Your undivided share of the common property is determined by the size of the section, or sections, that you own. This share, which is known as your participation quota, is calculated by dividing the floor area of the section (rounded off to the nearest square metre) by the total floor area of all the sections.
The result is expressed as a decimal fraction correct to four places.
Your participation quota will usually determine:
* The value of your vote at general meetings of the body corporate. Votes at general meetings are usually taken by a show of hands, in which case an owner has one vote for each section registered in his or her name. However, the chairman has the discretion to change the voting method to a poll, in which case the value of each owner’s vote is reckoned by his or her total participation quota. An owner can ask the chairman of the meeting for votes to be counted in value instead of number, which request may be agreed to. Special resolutions of the body corporate must always be counted in both number and value.
* Your liability for levies (including special levies). Any contribution you are required to make to the body corporate should be based on your participation quota. The exception is contributions for exclusive-use areas.
* Your liability for body corporate debts.
But the participation quota does not always determine the value of votes or liability. Either the developer (when the scheme’s register is opened) or the body corporate (by taking a special resolution) can make rules that alter the effects of the participation quotas. These rules could create an entirely new basis on which the value of votes or liability is determined – such as the market value of the sections – or they could state that the participation quotas will determine the “basic” liability of all the owners, while setting a formula that will determine their liability for “additional” contributions for certain types of expenses. The scheme’s management rules will state if the effect of the participation quota has been changed.

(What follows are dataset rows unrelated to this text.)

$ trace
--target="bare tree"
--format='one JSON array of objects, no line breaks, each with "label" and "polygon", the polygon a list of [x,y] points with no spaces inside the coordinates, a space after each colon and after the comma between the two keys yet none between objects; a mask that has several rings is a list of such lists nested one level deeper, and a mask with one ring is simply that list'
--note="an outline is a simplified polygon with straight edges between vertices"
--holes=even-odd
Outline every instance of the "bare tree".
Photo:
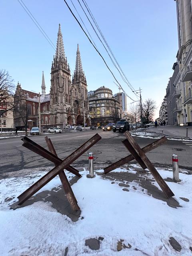
[{"label": "bare tree", "polygon": [[134,122],[135,122],[136,124],[137,123],[137,121],[138,121],[140,115],[140,110],[139,105],[137,103],[131,104],[129,107],[129,112],[130,112],[130,115],[131,117],[131,119],[132,120],[134,120]]},{"label": "bare tree", "polygon": [[130,124],[133,124],[135,121],[134,116],[130,113],[128,113],[127,114],[127,119]]},{"label": "bare tree", "polygon": [[0,69],[0,104],[2,106],[1,115],[13,109],[13,95],[15,86],[8,71]]},{"label": "bare tree", "polygon": [[15,120],[20,120],[21,119],[25,127],[25,135],[27,134],[27,122],[29,116],[31,114],[31,106],[28,104],[26,100],[20,99],[15,96],[14,104],[14,112]]},{"label": "bare tree", "polygon": [[111,114],[111,116],[112,116],[113,122],[114,123],[116,123],[119,120],[119,112],[118,108],[114,109]]},{"label": "bare tree", "polygon": [[146,118],[146,123],[148,124],[153,118],[155,110],[156,102],[152,99],[146,100],[142,106],[144,116]]}]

In sectional title, it is unwise to assume that “use” equates with “ownership”. The fact that a townhouse comes with a landscaped garden and braai area, or that an enclosed balcony can be accessed only via the living room in a flat, does not automatically mean that this area forms part of its adjoining section.
The only way to know for certain where a section starts and ends is by inspecting the sectional plan. Sections are demarcated by solid lines. If the section includes an unenclosed area, such as a balcony or veranda, the division between the enclosed section and the open area will be demarcated with dashed lines. The sectional plan will be accompanied by a schedule, which will state the floor area and the participation quota of each section. Each section is allotted a number, which will probably not be the same as its door number. The sectional plan will also show if there are any registered exclusive-use areas on the common property.
The body corporate is entitled to rent out parts of the common property to owners. If the seller of a unit is renting an area that you want to be able to use, such as a parking bay, don’t assume that, as the new owner, you can automatically take over the lease. Ask for a copy of the lease agreement and find out what will happen to this area on transfer, as well as any obligations on you, as the lessee.